I think they say “no filter” about photos such as this, in which no technological tricksy-ness has been deployed in service of a greener green or bluer blue, or crisper blades of I-hesitate-to-name species of grass and plant-dom. (Though I am working on a bit in which I make up plant names in our garden and refer to them in all seriousness (and without the aforementioned hesitation) with Plant People, perhaps identifying the Great Warbling Whisper Pine Grass Thistle in the foreground here. Perhaps not.)

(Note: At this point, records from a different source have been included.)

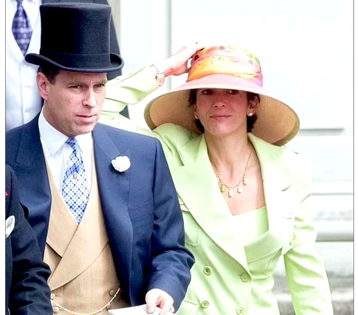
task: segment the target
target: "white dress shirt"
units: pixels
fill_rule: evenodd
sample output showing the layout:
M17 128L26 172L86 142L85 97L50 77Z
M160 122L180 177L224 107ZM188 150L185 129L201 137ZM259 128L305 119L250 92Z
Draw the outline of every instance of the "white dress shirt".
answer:
M50 125L43 115L43 109L39 117L39 130L45 158L55 183L62 194L62 183L70 156L73 150L66 143L68 137ZM78 135L77 139L90 191L92 171L93 140L92 133Z
M16 12L16 0L6 0L5 128L8 130L31 120L42 105L36 84L38 66L25 61L11 30ZM41 0L23 0L23 6L30 21L32 34L27 53L38 53L41 39L39 8Z

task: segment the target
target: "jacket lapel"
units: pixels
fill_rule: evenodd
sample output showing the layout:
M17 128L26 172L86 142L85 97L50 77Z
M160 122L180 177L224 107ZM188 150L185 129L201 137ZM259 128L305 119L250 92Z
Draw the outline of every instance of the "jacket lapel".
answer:
M128 212L131 169L120 173L115 170L111 162L119 155L127 156L130 159L130 152L124 141L116 140L115 145L107 133L108 130L110 127L97 124L93 130L95 161L113 259L117 273L120 271L118 274L120 282L129 290L133 242L133 228Z
M285 190L293 181L280 158L286 149L268 144L251 133L248 137L261 166L269 229L245 247L218 188L203 137L195 138L180 149L184 166L171 170L179 196L198 224L214 242L248 271L248 262L278 250L289 239L294 211L300 202L297 194ZM185 183L188 182L190 185ZM193 187L197 188L195 194Z
M245 249L235 232L231 213L218 188L204 137L190 141L180 149L180 154L187 165L171 170L178 194L205 233L248 271ZM195 193L193 187L197 188Z
M20 202L29 209L28 221L35 230L43 257L51 206L51 192L40 140L39 114L23 128L14 166L20 186ZM29 178L31 180L29 180Z

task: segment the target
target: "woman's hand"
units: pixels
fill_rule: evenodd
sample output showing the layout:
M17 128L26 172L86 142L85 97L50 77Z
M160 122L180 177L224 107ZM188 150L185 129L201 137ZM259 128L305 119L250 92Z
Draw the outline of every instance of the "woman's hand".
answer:
M157 63L158 68L164 71L164 76L173 75L179 76L187 72L189 67L188 61L198 51L204 48L201 44L195 44L192 46L184 46L176 54L163 61Z

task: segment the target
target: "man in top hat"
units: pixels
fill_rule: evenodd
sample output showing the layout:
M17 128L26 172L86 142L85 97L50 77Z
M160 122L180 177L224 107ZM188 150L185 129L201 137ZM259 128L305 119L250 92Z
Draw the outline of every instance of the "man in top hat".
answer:
M48 4L40 9L33 120L6 134L6 161L37 234L54 312L106 314L146 302L161 314L179 307L192 256L162 149L152 138L97 124L110 54L110 7ZM59 27L59 25L61 27Z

On the day this picture was taken I was knocked into a reverie by the place, not even remotely entirely pictured here, in which we were situated. I guess you could say “we were at a friend’s house” or something, but really the situation was (always) more nuanced: I would say we are friends, yes, kids in the same school and overlapping—pretty deeply congruent, actually, I found out—ideas about how to exist in the world, but there is newness to the friendship and hopefulness about how it might grow. This is a great thing about living where I live; it seems there is an orientation to growing with and towards others that I have not really felt outside of summer camp. True story: I‘ve never gone to summer camp, so this is just speculation about how it must be to be together with others, trying not capsize a canoe or set every marshmallow on fire. I suppose the canoes and marshmallows here stand in for existing in a college town that is in the midst of what some call Nowhere, where it gets very cold, but all of these alleged challenges (burdens? Come on.) are greatly exaggerated and do not, it turns out, explain why people want to be friends, why such close friendship is possible even though I am well on the other side of the formative times of life during which friendship is kind of the thing you are doing.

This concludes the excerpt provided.